Ce tableau oublie de comparer la plateforme de distribution d’Apple, qui impose l’utilisation d’une machine de Rube Goldberg en Java, à celle d’Amazon, qui demande d’utiliser un bête site web. Ou le système de synchronisation par iCloud, tellement capricieux qu’il peut corrompre des livres, au système Whispersync, qui gère bien plus que les livres. Traumatisée par l’issue du procès antitrust de 2012, Apple a laissé pourrir sa librairie.

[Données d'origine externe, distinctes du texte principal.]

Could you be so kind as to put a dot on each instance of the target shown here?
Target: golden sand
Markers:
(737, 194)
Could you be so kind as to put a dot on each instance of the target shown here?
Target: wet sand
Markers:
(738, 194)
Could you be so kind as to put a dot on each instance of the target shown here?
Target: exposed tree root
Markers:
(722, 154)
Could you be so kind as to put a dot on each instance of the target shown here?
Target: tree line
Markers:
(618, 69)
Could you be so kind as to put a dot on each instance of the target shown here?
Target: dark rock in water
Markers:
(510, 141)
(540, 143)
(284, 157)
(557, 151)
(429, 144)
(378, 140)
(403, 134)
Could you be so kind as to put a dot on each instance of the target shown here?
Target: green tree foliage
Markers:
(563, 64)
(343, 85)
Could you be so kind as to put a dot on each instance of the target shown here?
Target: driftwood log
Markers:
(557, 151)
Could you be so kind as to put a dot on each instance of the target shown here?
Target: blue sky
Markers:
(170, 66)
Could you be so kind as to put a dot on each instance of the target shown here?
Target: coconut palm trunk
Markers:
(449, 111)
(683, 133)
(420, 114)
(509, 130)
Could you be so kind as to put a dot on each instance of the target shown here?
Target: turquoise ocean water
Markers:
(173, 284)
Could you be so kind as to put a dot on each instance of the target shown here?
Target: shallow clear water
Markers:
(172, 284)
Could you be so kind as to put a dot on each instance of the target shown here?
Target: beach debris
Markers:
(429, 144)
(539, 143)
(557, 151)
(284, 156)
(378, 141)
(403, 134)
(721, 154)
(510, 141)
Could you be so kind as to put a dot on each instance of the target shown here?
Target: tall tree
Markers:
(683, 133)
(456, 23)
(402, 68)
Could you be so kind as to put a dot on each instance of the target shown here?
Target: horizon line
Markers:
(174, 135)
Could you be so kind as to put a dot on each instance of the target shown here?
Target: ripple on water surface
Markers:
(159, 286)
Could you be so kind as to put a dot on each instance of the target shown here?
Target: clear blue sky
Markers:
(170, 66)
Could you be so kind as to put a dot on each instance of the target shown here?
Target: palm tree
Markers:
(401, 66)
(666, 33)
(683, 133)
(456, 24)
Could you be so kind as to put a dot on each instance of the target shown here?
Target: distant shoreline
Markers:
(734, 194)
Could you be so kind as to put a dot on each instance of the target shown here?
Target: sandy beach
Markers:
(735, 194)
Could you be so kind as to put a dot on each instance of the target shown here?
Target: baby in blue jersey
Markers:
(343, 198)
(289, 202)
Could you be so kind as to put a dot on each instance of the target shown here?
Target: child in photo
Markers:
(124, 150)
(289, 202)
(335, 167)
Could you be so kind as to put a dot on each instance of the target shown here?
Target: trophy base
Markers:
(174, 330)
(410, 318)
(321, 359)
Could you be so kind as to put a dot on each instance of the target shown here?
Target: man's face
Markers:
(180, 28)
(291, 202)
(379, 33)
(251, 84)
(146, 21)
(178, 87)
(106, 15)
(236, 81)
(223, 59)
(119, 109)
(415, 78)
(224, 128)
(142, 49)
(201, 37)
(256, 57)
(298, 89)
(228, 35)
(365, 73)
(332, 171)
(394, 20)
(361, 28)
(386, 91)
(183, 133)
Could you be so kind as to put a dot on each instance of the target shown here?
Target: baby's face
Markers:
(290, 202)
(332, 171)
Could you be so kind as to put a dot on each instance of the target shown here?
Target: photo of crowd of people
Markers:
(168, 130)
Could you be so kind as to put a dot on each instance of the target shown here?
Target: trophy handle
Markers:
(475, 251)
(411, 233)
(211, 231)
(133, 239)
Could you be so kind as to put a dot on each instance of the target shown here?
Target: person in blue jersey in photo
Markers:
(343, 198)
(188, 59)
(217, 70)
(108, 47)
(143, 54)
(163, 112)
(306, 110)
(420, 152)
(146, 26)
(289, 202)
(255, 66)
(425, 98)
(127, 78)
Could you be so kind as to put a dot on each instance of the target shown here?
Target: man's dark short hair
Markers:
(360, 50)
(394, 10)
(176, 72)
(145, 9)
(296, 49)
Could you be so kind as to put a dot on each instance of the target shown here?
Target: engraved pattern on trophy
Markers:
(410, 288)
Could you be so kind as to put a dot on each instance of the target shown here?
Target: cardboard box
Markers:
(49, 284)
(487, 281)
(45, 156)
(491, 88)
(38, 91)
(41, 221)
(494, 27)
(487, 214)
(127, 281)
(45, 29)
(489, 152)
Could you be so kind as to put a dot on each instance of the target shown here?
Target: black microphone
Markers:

Sans preuve tangible d’un réel engagement en faveur de la publication numérique, cette communication n’est rien d’autre qu’une mascarade opportuniste. Mais puisqu’il faut gonfler les revenus des services, on peut espérer que la commission qu’Apple se prend sur les ventes de livres lui fournisse un semblant de motivation. Voici quelques suggestions, pêlemêle, au cas où elle ne saurait pas par quel bout s’y prendre :

  • migrer la librairie de l’ancienne infrastructure des boutiques, encore utilisée pour la musique, vers la nouvelle infrastructure, utilisée pour les applications ;
  • éliminer ainsi iTunes Connect, au profit d’une version d’App Store Connect adaptée aux livres, qui permettrait de soumettre un nouveau livre dans un navigateur, et pourquoi pas depuis l’iPad qui est un ordinateur mais en fait non ;
  • simplifier les démarches d’inscription pour les particuliers qui souhaitent distribuer des livres gratuitement (auteurs aspirants, passionnés, enseignants…) ;
  • dédier un gestionnaire de compte attitré aux éditeurs professionnels, et pas seulement aux cinq grands, que l’on puisse enfin avoir la même personne au bout de trois coups de fil ;
  • laisser aux éditeurs la possibilité de modifier toutes les métadonnées d’un ouvrage après la publication, il n’est pas impensable qu’une autrice (ou un auteur) puisse changer de nom ;
  • laisser aux éditeurs la possibilité de gérer eux-mêmes leurs séries et collections ;
  • laisser aux éditeurs la possibilité de fixer le prix des livres, ou du moins déplafonner les paliers, certains livres valent plus de 50 € ;
  • concevoir des outils de validation natifs respectant les normes industrielles ;
  • prendre parfaitement en charge le standard EPUB 3, y compris ses spécifications satellites, et documenter publiquement les extensions propriétaires utilisées par iBooks Author ;
  • lever les limitations arbitraires (et contreproductives pour une entreprise qui conçoit des écrans Super Retina XDR Turbo Pro Limited Extra) sur la taille des images ;
  • offrir un inspecteur fiable, ou simplement offrir un inspecteur, puisque l’actuel est complètement cassé ;
  • concevoir un moteur de rendu capable d’afficher rapidement les livres multimédias qui étaient censés distinguer l’iPad ;
  • concevoir un moteur de rendu capable de couper un mot de manière raisonnable et d’éviter les veuves et les orphelines ;
  • promouvoir la révision active des ouvrages, à la manière des applications, en proposant un mécanisme fiable de mise à jour ;
  • permettre de conserver les signets et les annotations d’une révision à l’autre d’un ouvrage ;
  • permettre d’exporter toutes les annotations d’un clic ;
  • améliorer considérablement la synchronisation iCloud ;
  • concevoir une version iCloud de l’application Livres ;
  • permettre d’éditer les métadonnées des livres ;
  • offrir un accès direct aux fichiers .epub ;
  • annoncer clairement le verrouillage du livre par un mécanisme de castration numérique, à défaut d’enterrer définitivement les DRM ;
  • permettre de passer facilement de la version écrite à la version audio d’un livre ;
  • permettre de suivre un auteur, une série, un éditeur ;
  • organiser régulièrement des sessions Today at Apple (at Home) avec des auteurs ou des critiques littéraires, et des ateliers autour de la publication numérique ;
  • arrêter de bidouiller les sélections de fin d’année pour repousser certains manuels à la couverture orange dans une catégorie fourretout, parce qu’ils viendraient perturber le classement des meilleures ventes annuelles, qui ne sont pas bien élevées dans cette boutique fantôme.